Un persistente hilillo de baba colgaba de su boca hasta conectar con la cabeza hendida de su polla. "Ésta es la única vez". Ella giró bruscamente la cabeza, intentando quitarse la lasciva saliva, pero no lo consiguió. Sus cejas se fruncieron hacia dentro. "No esperes que vuelva a ocurrir", le advirtió mientras utilizaba la mano para romper el obstinado vínculo y apartar la polla de Naruto antes de que pudiera convencerla de que empezara a chuparla de nuevo.


ccc Menos de un mes después ccc


"¡Vaya! ¡Así parece que me estoy metiendo más!".


"¡Lo estás! ¡Ah! Sigue así!" La boca de Tsunade se quedó abierta, interminable en gemidos cortos y jadeantes. Se dio placer en el coño con los dedos, cabalgando contra la resbaladiza sensación para igualar la más extraña sensación del eje de Naruto metido de nuevo en su culo. A diferencia de su posición anterior durante su primera experiencia anal, ahora estaba situada en su silla, con el culo sobresaliendo hacia fuera para que Naruto la penetrara más fácilmente. Le había quitado las prendas inferiores, dejándole sólo los tacones altos... en un pie, al menos, cuando tanteó y le arrancó el calzado para lamerle la suela de arco alto y chuparle los dedos. Le mantuvo las piernas levantadas y abiertas, agarrándola por los tobillos para que sus dos manos pudieran acariciarse. Sentada así, también le permitió ver sus enormes y ondulados pechos cuando los dejó al descubierto a través de la bata. Se balanceaban y ondulaban cada vez que él le metía la polla por el culo, llenando el espacio de su coño.


Y llevaban así algún tiempo, desde que Tsunade perdió la apuesta de que Naruto sería capaz de sacarle un poco de alcohol a Anko.

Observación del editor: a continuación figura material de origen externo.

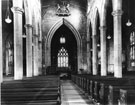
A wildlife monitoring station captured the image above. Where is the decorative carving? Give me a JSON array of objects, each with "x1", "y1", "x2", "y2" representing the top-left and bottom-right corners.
[
  {"x1": 120, "y1": 89, "x2": 127, "y2": 105},
  {"x1": 112, "y1": 10, "x2": 123, "y2": 16},
  {"x1": 56, "y1": 1, "x2": 70, "y2": 16}
]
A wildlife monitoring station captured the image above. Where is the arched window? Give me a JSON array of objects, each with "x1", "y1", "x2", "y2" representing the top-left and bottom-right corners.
[
  {"x1": 130, "y1": 31, "x2": 135, "y2": 67},
  {"x1": 57, "y1": 47, "x2": 68, "y2": 67}
]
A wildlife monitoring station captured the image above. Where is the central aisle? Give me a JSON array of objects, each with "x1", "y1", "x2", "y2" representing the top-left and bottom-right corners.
[{"x1": 61, "y1": 80, "x2": 94, "y2": 105}]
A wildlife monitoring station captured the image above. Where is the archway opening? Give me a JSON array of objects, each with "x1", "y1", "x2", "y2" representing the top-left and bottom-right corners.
[{"x1": 51, "y1": 24, "x2": 77, "y2": 73}]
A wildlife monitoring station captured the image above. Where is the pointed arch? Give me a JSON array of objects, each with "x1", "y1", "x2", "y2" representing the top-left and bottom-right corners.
[{"x1": 45, "y1": 18, "x2": 82, "y2": 72}]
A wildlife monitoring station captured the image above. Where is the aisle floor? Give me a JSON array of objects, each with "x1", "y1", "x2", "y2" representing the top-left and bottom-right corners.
[{"x1": 61, "y1": 80, "x2": 94, "y2": 105}]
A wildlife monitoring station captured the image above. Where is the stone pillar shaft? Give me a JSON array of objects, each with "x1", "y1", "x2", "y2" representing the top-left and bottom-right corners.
[
  {"x1": 0, "y1": 0, "x2": 3, "y2": 83},
  {"x1": 12, "y1": 3, "x2": 23, "y2": 79},
  {"x1": 34, "y1": 35, "x2": 39, "y2": 76},
  {"x1": 25, "y1": 24, "x2": 33, "y2": 77},
  {"x1": 100, "y1": 26, "x2": 107, "y2": 76},
  {"x1": 112, "y1": 10, "x2": 122, "y2": 78},
  {"x1": 92, "y1": 35, "x2": 98, "y2": 75}
]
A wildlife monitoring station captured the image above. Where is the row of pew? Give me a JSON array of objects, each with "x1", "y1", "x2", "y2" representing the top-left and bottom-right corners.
[
  {"x1": 71, "y1": 75, "x2": 135, "y2": 105},
  {"x1": 1, "y1": 76, "x2": 60, "y2": 105}
]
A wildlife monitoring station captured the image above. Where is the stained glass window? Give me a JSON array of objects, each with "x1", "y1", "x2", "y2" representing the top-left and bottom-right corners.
[
  {"x1": 130, "y1": 31, "x2": 135, "y2": 67},
  {"x1": 58, "y1": 47, "x2": 68, "y2": 67}
]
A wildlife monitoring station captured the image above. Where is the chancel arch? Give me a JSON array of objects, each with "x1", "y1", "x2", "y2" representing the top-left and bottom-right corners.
[{"x1": 45, "y1": 18, "x2": 82, "y2": 73}]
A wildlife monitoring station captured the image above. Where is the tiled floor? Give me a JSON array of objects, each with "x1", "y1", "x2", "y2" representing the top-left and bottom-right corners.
[{"x1": 61, "y1": 80, "x2": 94, "y2": 105}]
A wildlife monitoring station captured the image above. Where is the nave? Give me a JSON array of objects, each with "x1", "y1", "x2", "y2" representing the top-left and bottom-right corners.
[
  {"x1": 1, "y1": 76, "x2": 94, "y2": 105},
  {"x1": 1, "y1": 74, "x2": 135, "y2": 105}
]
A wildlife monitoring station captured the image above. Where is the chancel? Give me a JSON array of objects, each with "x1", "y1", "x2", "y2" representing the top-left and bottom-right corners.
[{"x1": 0, "y1": 0, "x2": 135, "y2": 105}]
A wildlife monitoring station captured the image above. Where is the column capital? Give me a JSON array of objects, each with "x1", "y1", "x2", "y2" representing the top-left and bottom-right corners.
[
  {"x1": 112, "y1": 10, "x2": 123, "y2": 16},
  {"x1": 11, "y1": 7, "x2": 24, "y2": 14},
  {"x1": 33, "y1": 34, "x2": 39, "y2": 38},
  {"x1": 24, "y1": 24, "x2": 33, "y2": 28},
  {"x1": 99, "y1": 26, "x2": 107, "y2": 30}
]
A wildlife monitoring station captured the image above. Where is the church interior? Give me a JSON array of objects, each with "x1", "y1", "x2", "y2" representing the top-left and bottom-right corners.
[{"x1": 0, "y1": 0, "x2": 135, "y2": 105}]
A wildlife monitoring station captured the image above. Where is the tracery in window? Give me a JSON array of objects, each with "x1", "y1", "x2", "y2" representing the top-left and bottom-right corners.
[
  {"x1": 130, "y1": 31, "x2": 135, "y2": 67},
  {"x1": 57, "y1": 47, "x2": 68, "y2": 67}
]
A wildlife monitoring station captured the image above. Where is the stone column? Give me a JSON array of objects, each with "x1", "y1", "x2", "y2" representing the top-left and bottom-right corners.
[
  {"x1": 100, "y1": 26, "x2": 107, "y2": 76},
  {"x1": 25, "y1": 24, "x2": 33, "y2": 77},
  {"x1": 112, "y1": 10, "x2": 122, "y2": 78},
  {"x1": 92, "y1": 35, "x2": 98, "y2": 75},
  {"x1": 87, "y1": 19, "x2": 91, "y2": 74},
  {"x1": 38, "y1": 41, "x2": 42, "y2": 74},
  {"x1": 0, "y1": 0, "x2": 3, "y2": 82},
  {"x1": 12, "y1": 0, "x2": 23, "y2": 80},
  {"x1": 33, "y1": 35, "x2": 39, "y2": 76}
]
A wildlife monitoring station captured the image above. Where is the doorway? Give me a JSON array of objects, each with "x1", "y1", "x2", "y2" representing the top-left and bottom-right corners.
[{"x1": 51, "y1": 24, "x2": 78, "y2": 73}]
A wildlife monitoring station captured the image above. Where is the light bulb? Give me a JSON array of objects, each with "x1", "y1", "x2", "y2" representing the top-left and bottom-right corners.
[{"x1": 5, "y1": 16, "x2": 12, "y2": 23}]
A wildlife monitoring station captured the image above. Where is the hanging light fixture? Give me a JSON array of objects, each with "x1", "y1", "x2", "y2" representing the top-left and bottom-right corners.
[
  {"x1": 5, "y1": 0, "x2": 12, "y2": 23},
  {"x1": 126, "y1": 0, "x2": 132, "y2": 27}
]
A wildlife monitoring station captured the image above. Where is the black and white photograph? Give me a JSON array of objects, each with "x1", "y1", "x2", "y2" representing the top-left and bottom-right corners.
[{"x1": 0, "y1": 0, "x2": 135, "y2": 105}]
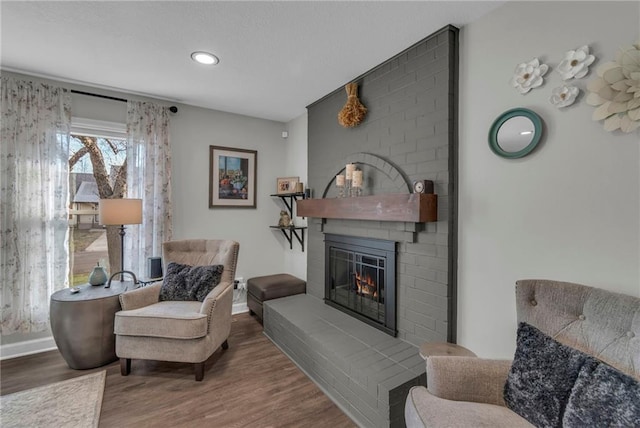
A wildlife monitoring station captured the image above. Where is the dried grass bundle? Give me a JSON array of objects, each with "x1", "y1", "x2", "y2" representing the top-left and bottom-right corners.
[{"x1": 338, "y1": 83, "x2": 367, "y2": 128}]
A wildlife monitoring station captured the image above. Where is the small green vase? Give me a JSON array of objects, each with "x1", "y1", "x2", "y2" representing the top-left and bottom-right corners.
[{"x1": 89, "y1": 263, "x2": 107, "y2": 285}]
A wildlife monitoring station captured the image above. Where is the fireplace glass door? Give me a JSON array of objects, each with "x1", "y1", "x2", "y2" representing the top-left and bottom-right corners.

Habían tenido tanta suerte la última vez que tentaron demasiado a la suerte, centrándose más en su placer que en su seguridad. Mientras metía la polla todo lo que podía en el culo de Tsunade, haciéndola gritar de placer al aventurarse más profundo que nunca, se abrió la puerta y Shizune -la verdadera- entró descuidadamente. "Tsunade-sama, es hora de...". La bandeja levantada de aperitivos para el almuerzo cayó con su brillante ánimo; por suerte, sus dedos se mantuvieron lo bastante firmes como para no perder las asas, evitando que se formara un lío encima del que ella pisó.


Tsunade lanzó un grito ahogado, mirando más allá de Naruto; Naruto miró por encima del hombro hacia donde la aprendiz de médico se quedaba boquiabierta de estupor. "¡Shizune!", jadeó el maestro.


Shizune, tan abrumada por la sorpresa, no balbuceó en su sitio un "¡¡¡Aiee~!!!". En lugar de eso, intentó encontrarle sentido, pero fracasó. Sólo consiguió decir: "¿Qué... qué está pasando?".


A Tsunade no se le ocurrió cómo responder, no de inmediato, no con una polla palpitando y bombeando precum por su recto, resbalando por las entrañas. Pero Naruto fue directo, se rió con una gran sonrisa y dijo: "Ha perdido una apuesta". Luego se volvió para terminar el trabajo, follándose a la Quinta por el culo mientras su ayudante era testigo.